Adam Osman Mohammed, 32, was gunned down in his home in front of his wife and four-year-old son just days after arriving in his village in south Darfur.
The case is to be used by asylum campaigners to counter Home Office attempts to lift the ban on the removal and deportation to Sudan of failed asylum-seekers. Next month, government lawyers are expected to go to court to argue that it is safe to return as many as 3,000 people to Khartoum.
But lawyers for the campaigners will tell the Asylum and Immigration Tribunal that people who are returned to Sudan face imprisonment, torture and death. Mr Mohammed, a non-Arab Darfuri, came to Britain in 2005 seeking sanctuary from persecution in Sudan, where he said his life was in danger. The village where he was a farmer had been raided twice by the Janjaweed, the ethnic Arab militia, forcing him and his wife and child to flee their home.
His family in Britain told The Independent that Mr Mohammed witnessed many villagers being killed and became separated from his wife during a second attack on the village a few weeks later. He escaped to Chad before making his way to the UK in 2005.
But last year his appeal for asylum was finally turned down and he was told that he faced deportation. In August last year he was flown to Khartoum under the Home Office’s assisted voluntary return programme, in which refugees are paid to go back to their country of origin. He stayed in Khartoum for a few months and then, when he believed it was safe, he travelled to Darfur to be reunited with his family.
Bristol No Borders Writes : “Voluntary Return?”
The IOM is currently targeting asylum seekers from Iraq, Zimbabwe and now Sudan stepping in with their ‘voluntary return programme’ at the point where the UK government withdraws even minimum financial support. Faced with the alternative of destitution, no access to healthcare and homelessness, several thousand Iraqis have already returned through VARRP, despite the IOM’s representative in Iraq admitting that “the situation for those returning is grim… many returnees are unemployed while only a fraction have received any form of humanitarian assistance other than some food rations.”

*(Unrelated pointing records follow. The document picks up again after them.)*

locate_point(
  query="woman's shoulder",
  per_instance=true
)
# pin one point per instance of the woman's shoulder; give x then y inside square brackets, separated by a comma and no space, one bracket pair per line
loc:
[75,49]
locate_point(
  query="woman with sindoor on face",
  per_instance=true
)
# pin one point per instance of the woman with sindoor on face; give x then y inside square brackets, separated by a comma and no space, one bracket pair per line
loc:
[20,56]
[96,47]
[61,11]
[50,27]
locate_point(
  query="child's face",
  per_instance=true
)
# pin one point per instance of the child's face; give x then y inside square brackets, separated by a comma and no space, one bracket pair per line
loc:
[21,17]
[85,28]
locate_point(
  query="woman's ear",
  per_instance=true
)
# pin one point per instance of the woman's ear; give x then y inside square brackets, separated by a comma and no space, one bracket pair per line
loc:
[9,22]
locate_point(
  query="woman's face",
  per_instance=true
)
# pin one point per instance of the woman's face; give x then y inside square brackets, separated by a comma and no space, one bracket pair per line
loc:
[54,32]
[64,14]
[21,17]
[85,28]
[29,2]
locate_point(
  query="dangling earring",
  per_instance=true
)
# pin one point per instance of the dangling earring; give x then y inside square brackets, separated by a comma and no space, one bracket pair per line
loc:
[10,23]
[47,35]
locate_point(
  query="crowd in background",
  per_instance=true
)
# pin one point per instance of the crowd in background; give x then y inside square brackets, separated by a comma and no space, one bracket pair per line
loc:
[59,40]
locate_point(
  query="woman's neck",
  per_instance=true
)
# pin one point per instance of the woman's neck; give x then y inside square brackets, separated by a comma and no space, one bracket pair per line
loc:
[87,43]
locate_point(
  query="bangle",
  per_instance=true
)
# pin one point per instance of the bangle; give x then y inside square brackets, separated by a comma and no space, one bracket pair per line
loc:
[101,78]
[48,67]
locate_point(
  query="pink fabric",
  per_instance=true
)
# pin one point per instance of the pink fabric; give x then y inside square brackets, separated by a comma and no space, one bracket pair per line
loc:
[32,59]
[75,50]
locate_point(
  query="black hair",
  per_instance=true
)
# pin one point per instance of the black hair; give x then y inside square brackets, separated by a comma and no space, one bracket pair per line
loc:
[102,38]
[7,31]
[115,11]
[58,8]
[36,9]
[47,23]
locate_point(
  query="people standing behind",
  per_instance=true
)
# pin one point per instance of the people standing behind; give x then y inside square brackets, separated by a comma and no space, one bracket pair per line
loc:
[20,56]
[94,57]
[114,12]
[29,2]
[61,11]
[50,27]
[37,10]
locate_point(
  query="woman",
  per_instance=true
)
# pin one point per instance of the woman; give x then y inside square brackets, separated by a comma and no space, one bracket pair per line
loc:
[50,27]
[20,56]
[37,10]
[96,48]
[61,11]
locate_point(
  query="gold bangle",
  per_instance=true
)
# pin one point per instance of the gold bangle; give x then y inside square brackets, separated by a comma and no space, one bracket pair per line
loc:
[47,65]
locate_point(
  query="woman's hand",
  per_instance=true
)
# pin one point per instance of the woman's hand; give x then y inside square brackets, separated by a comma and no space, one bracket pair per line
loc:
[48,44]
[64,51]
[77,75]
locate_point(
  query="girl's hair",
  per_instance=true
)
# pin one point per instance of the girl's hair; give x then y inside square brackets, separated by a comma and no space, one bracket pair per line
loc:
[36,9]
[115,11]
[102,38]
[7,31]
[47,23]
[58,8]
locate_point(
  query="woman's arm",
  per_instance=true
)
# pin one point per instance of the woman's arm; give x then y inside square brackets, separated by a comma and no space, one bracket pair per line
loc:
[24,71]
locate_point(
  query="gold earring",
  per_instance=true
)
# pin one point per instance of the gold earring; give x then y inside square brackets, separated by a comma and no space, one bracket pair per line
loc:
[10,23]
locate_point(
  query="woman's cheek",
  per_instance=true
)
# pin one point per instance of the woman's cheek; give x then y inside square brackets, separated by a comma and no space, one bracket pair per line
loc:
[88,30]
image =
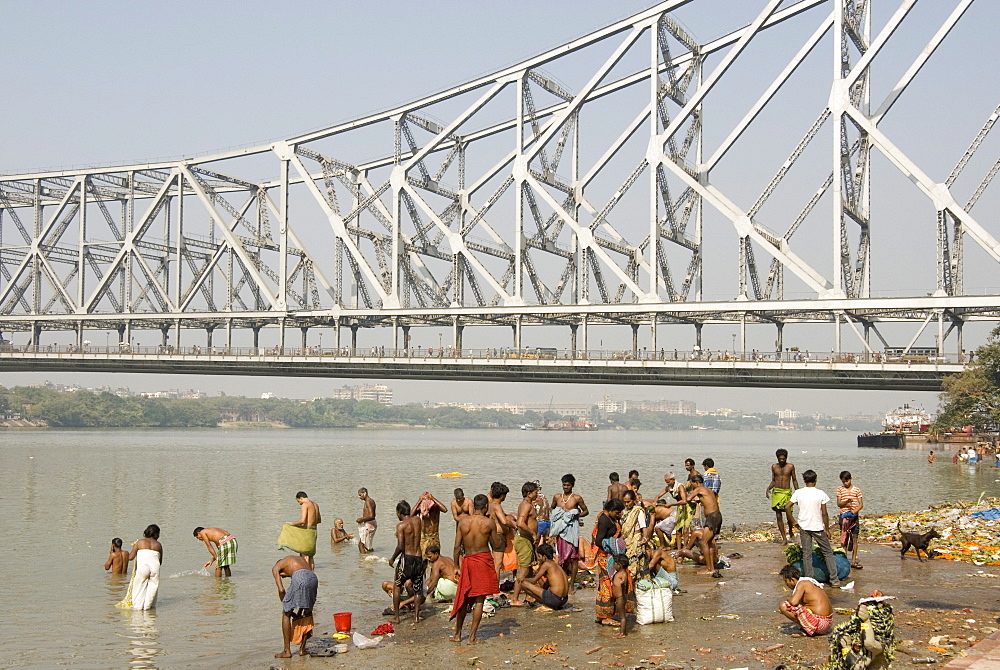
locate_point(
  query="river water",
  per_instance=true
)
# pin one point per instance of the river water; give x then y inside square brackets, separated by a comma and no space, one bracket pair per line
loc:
[65,494]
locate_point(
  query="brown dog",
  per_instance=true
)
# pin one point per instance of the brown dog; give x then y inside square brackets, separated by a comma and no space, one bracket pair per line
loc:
[917,541]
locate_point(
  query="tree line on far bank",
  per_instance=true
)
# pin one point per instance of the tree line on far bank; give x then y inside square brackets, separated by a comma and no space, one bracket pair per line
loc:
[86,409]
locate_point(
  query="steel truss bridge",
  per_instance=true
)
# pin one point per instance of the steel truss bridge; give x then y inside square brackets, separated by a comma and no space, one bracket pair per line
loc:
[520,200]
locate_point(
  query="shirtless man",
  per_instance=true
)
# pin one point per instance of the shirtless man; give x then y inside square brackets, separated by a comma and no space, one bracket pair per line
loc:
[663,565]
[297,602]
[366,522]
[505,524]
[476,535]
[780,490]
[713,525]
[556,593]
[809,605]
[429,510]
[411,561]
[460,505]
[569,554]
[443,580]
[338,534]
[117,561]
[541,504]
[615,488]
[527,536]
[221,545]
[310,519]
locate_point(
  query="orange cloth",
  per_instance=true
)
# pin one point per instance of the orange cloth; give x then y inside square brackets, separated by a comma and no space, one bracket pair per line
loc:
[509,554]
[300,628]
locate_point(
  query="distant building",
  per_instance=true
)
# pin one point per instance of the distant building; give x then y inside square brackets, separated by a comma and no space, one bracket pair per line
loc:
[380,393]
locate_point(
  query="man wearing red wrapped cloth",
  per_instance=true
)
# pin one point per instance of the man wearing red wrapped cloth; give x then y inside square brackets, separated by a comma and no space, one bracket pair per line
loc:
[475,537]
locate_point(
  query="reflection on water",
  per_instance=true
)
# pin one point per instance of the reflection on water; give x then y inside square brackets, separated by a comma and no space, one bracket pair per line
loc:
[143,635]
[76,490]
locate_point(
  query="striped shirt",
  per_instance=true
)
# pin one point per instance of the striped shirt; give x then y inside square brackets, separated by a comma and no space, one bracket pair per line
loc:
[852,496]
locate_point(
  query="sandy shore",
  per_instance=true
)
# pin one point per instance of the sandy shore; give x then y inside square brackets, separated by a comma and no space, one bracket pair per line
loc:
[727,623]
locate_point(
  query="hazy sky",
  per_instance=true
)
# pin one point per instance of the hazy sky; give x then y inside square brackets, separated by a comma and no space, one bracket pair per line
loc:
[101,82]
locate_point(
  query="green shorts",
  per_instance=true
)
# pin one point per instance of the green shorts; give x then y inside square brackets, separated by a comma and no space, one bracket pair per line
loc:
[780,499]
[445,589]
[525,551]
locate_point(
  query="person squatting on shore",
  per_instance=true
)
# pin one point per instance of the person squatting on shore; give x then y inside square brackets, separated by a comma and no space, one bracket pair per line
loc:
[296,603]
[221,545]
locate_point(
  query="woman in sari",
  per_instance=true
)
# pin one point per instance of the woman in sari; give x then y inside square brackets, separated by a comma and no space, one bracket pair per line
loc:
[608,542]
[633,525]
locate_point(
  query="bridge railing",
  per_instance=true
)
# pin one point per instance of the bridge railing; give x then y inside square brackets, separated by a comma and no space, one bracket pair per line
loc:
[490,354]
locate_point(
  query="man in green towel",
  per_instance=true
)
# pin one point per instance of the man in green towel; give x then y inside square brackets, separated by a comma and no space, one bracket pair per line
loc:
[300,536]
[783,482]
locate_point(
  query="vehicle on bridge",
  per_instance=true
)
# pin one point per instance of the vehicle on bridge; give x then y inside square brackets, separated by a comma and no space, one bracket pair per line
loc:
[529,353]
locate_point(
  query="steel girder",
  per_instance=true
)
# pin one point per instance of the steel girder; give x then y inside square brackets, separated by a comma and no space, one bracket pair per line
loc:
[491,203]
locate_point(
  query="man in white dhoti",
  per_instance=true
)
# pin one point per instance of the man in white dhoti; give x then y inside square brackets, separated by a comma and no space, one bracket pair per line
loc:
[148,555]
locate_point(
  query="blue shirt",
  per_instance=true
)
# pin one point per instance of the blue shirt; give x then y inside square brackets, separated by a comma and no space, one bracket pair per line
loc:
[712,482]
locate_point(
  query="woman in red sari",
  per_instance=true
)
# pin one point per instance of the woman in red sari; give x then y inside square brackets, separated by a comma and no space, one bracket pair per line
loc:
[607,541]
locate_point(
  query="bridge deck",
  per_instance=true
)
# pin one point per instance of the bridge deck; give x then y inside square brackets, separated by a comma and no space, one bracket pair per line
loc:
[910,376]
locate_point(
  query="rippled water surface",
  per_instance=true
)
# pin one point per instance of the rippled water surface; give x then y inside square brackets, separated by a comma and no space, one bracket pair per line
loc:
[64,494]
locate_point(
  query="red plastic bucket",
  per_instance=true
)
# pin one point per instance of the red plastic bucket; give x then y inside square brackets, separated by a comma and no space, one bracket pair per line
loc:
[342,622]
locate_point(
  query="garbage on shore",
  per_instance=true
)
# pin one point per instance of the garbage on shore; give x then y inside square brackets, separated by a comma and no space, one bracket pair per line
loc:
[970,531]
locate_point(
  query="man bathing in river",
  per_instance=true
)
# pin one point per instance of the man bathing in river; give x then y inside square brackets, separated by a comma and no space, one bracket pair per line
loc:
[713,525]
[410,567]
[809,605]
[476,535]
[527,534]
[783,483]
[460,505]
[117,561]
[338,534]
[296,603]
[221,545]
[443,580]
[366,522]
[567,510]
[429,509]
[556,593]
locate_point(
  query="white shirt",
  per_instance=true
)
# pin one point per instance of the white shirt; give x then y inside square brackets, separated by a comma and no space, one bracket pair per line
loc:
[810,512]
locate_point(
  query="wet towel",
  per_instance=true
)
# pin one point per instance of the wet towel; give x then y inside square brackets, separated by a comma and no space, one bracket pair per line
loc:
[300,540]
[227,551]
[301,628]
[565,525]
[301,592]
[478,578]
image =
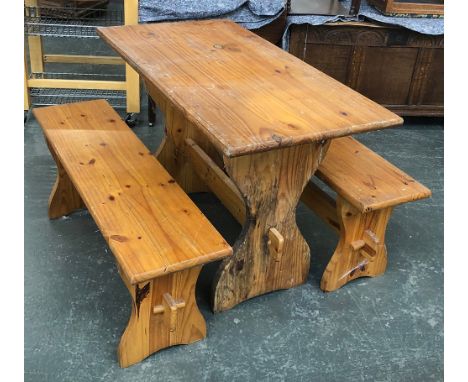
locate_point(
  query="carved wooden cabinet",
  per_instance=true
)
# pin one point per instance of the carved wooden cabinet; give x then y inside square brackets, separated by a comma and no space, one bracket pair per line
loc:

The IOM makes sure that it takes no responsibility for the returnees welfare after they arrive home. All participants in the scheme are asked to sign a waiver reading: “the IOM has no responsibility for me and my dependents once I return [to e.g. Iraqi territory] and I hereby release IOM from any liability in this respect.
Anyone participating in the Voluntary Assisted Return and Reintegration Programme (VARRP) is prohibited from returning to the UK for a minimum of five years. Those who pay their own airfare home and receive no assistance from the IOM are eligible to reapply in 12 months.